Through my dusty old mirror, I looked at the crooked girl who stared back at me, but as I gazed deeply into those kaleidoscope eyes which burst with intricate yellows, greens, and browns, I didn’t recognize her.
Who am I?
I didn’t know. All my brain contained were questions, so many questions that I could never answer. However, the one question I was long past was why. I didn’t care for it anymore. Things happened because they happened and that was that.
Forcing my eyes off the unfamiliar face, I sighed and walked out of my tiny bathroom, leaving the light on, yet somehow, I was still in the dark.

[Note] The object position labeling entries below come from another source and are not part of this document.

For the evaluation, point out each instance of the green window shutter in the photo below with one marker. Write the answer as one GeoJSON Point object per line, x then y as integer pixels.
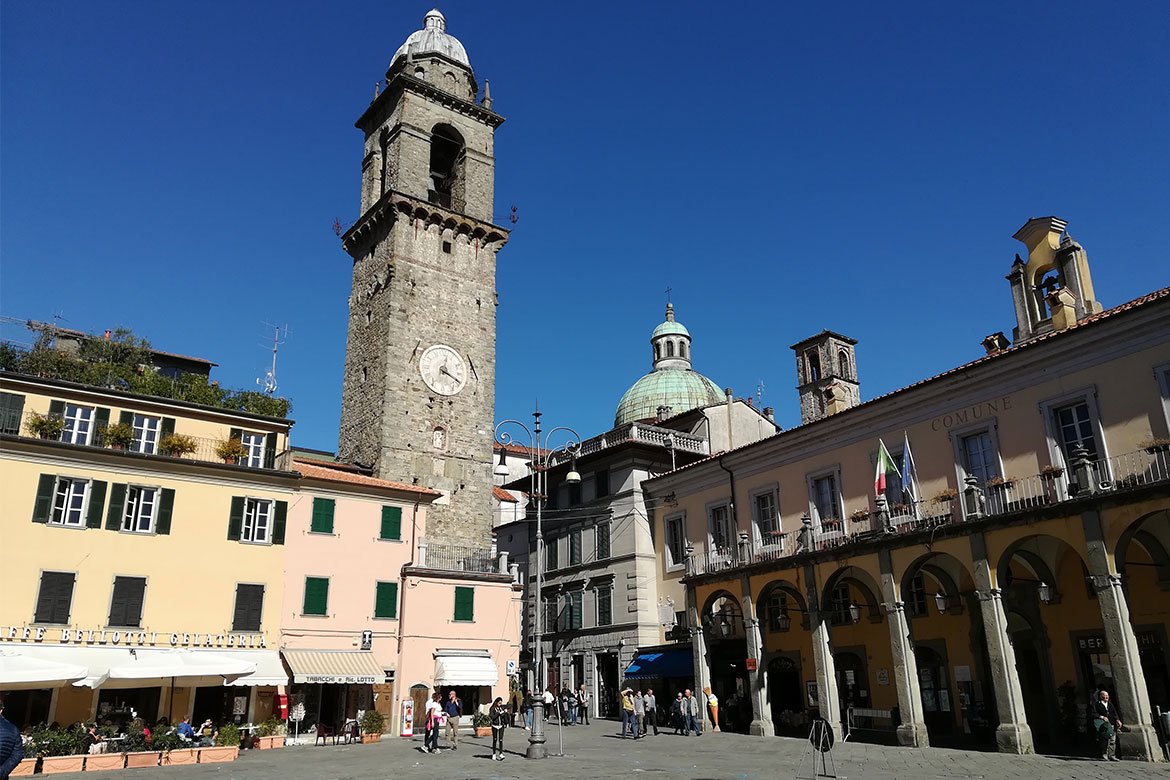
{"type": "Point", "coordinates": [280, 520]}
{"type": "Point", "coordinates": [322, 516]}
{"type": "Point", "coordinates": [465, 604]}
{"type": "Point", "coordinates": [12, 407]}
{"type": "Point", "coordinates": [117, 508]}
{"type": "Point", "coordinates": [235, 519]}
{"type": "Point", "coordinates": [270, 451]}
{"type": "Point", "coordinates": [43, 504]}
{"type": "Point", "coordinates": [96, 504]}
{"type": "Point", "coordinates": [101, 420]}
{"type": "Point", "coordinates": [391, 523]}
{"type": "Point", "coordinates": [316, 595]}
{"type": "Point", "coordinates": [385, 604]}
{"type": "Point", "coordinates": [165, 509]}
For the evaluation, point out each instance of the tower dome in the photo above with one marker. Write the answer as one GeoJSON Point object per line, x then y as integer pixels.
{"type": "Point", "coordinates": [672, 382]}
{"type": "Point", "coordinates": [433, 39]}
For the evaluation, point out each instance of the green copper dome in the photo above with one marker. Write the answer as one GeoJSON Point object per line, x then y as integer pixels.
{"type": "Point", "coordinates": [679, 388]}
{"type": "Point", "coordinates": [673, 382]}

Who am I? I wondered as I walked through the dark room.
No one.
I pushed my thoughts aside and got started with my homework.
. . .
It’s funny. How the thing that’s destroying your life. Can be saving it at the same time. It’s funny. How you can love something so much. Yet hate it at the same time. It’s funny. How cruel the world can be.
. . .
I sat on wooden floors, the scent of lavender dispersing through the room. The gentle fan’s blades beat through the air in one fast, consistent, everlasting motion. The cicadas screamed. There were no earbuds. I didn’t need them. I could hear the music just fine. So I listened. Breathed. No more ignoring. No more thinking. Peace. I had had enough of my thoughts. All that time wondering.
Who was I?
A gust of wind from the ceiling fan played with my hair, making the dark brown strands dance to the soft melodies.
I still could not say who I was, but as I sat on the floor, legs crossed together like a pretzel, I knew that was alright. Why? Well, I no longer needed the dainty ballerinas to distract me. The sweet melodies were clear without them.
. . .
“The melody is generally what the piece is all about.”